NUCLEAR WEAPONSStopping the Bomb
When one country learns that another country is trying to make a nuclear weapon, what options does it have to stop the other country from achieving that goal? While the query may be straightforward, answers are anything but. One scholar identifies a suite of strategies states use to prevent other nations from developing nuclear weapons.
“The question behind my doctoral research is simple,” says Kunal Singh, an MIT political science graduate student in his final year of studies. “When one country learns that another country is trying to make a nuclear weapon, what options does it have to stop the other country from achieving that goal?” While the query may be straightforward, answers are anything but, especially at a moment when some nations appear increasingly tempted by the nuclear option.

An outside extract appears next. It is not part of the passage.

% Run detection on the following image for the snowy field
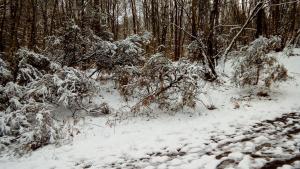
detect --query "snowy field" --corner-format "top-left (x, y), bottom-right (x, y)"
top-left (1, 49), bottom-right (300, 169)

From the Middle East to India and Pakistan, and from the Korean peninsula to Taiwan, Singh has been developing a typology of counterproliferation strategies based on historical cases and to some degree on emergent events. His aim is to clarify what states can do “to stop the bomb before it is made.” Singh’s interviews with top security officials and military personnel involved in designing and executing these strategies have illuminated tense episodes in the past 75 years or so when states have jockeyed to enter the elite atomic club. His insights might upend some of the binary thinking that dominates the field of nuclear security.
“Ultimately, I’d like my work to help decision-makers predict counterproliferation strategy, and draw lessons from it on how to shield their own citizens and economies from the impact of these strategies,” he says.
Types of Nonproliferation Tactics
On Oct. 7, 2023, Singh awoke to air raid sirens in Jerusalem, where he was conducting interviews, and discovered Israel was under attack. He was airlifted to safety back to the United States, having borne witness to the start of a regional war that “now has become relevant to my research,” he says.
Before his hasty departure, Singh was investigating two singular episodes where military force was deployed to advance nonproliferation goals: Israel’s airstrikes against nuclear reactors in 1981 in Iraq, and in 2007 in Syria. To date, these have been the only major attacks on nuclear facilities outside of an active war.